The Virgin of Guadalupe is a symbol of Mexico for residents and for immigrants and their descendants in the United States and elsewhere. Adherents proudly declare themselves guadalupanos, or devotees of the Virgin, who is revered as a champion of the less fortunate and a source of miracles. Newborn girls and boys are her daily namesakes.
This year, devotees were asked to honor the Virgin at home or in virtual events. Traditionally, guadalupanos gather to sing “Las Mañanitas,” the Mexican birthday serenade, and eat tamales on the evening of Dec. 11 and in the early hours of Dec. 12. Fireworks sounded across the capital in Saturday’s predawn darkness, even as the area around the basilica was largely deserted.
Despite the well-advertised shutdown, many couldn’t resist the urge to approach the shrine, though they couldn’t get closer than three blocks or so from the sprawling complex. Visitors took selfies with a distant backdrop of the gold-domed cupolas of the 18th century church or of the soaring arc of the Modernist basilica, which dates from the 1970s.
“I’ve been coming here for 38 years, and I wasn’t going to miss this year,” said Tito López, 54, a state worker who walked here with his wife in a four-hour trek from Nezahualcoyotl, a gritty Mexico City suburb hard hit by the coronavirus. “The Virgin allowed me to survive the year and remain healthy. I felt obliged to come and thank her.”
The shutdown was especially devastating for the many merchants along the pilgrimage route. These days account for most of their annual income.

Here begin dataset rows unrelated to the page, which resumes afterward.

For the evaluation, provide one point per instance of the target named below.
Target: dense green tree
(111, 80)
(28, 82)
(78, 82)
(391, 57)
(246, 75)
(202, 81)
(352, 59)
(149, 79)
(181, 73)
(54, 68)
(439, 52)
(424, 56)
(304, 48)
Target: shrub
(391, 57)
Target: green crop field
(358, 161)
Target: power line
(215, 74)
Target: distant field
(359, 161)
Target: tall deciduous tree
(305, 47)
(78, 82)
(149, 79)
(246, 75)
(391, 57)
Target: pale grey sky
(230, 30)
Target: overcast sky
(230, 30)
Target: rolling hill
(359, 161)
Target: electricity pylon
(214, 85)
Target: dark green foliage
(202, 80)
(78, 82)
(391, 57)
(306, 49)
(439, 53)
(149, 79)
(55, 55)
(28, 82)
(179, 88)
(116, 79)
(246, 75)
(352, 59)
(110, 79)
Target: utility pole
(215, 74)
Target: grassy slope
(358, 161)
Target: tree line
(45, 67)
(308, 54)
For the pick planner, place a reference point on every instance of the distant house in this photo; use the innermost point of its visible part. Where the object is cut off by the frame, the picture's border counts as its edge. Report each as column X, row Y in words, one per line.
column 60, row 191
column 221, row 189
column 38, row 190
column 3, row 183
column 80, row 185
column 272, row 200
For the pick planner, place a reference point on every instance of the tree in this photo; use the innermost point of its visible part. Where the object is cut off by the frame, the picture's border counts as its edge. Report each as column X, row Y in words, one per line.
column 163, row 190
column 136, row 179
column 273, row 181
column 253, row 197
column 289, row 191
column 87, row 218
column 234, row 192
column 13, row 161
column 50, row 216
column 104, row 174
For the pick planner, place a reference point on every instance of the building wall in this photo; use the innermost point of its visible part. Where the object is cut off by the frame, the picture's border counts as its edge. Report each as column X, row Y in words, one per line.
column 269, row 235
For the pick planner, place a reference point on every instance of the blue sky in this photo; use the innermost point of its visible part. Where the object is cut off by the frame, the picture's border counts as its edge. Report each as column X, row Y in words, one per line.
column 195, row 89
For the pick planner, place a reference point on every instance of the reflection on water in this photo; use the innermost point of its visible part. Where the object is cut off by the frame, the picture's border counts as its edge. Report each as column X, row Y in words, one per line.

“I know it’s dangerous to be outside, but the need to work means I must be here, even though there is so little business,” lamented Carmen Delia Bobadilla, 48, a mother of six who runs one of the plethora of shops hawking statues and other religious items. “We cannot lose our faith, even in these times of crisis.”
After being stopped short by police barricades, the Ramírez Navarro family headed back via public transportation to their home in Pachuca, about 55 miles northeast of the capital.
Brenda Ramírez Navarro had hoped to have a priest bless the large statue of the Virgin that she was carrying. That wasn’t possible. “But my mother said that the Virgin blessed it anyway, even from far away,” she said.
Her mother, Teresa Ramírez, 61, had a timely request.
“I asked la virgencita to stop this COVID because it is killing way too many people,” the mother said. “She is the only one who can help us end this terrible sickness that has inflicted so much damage. I prayed to her to end the COVID. I’m sure that she will listen.”
Sánchez is a special correspondent. Special correspondent Liliana Nieto del Rio contributed to this report.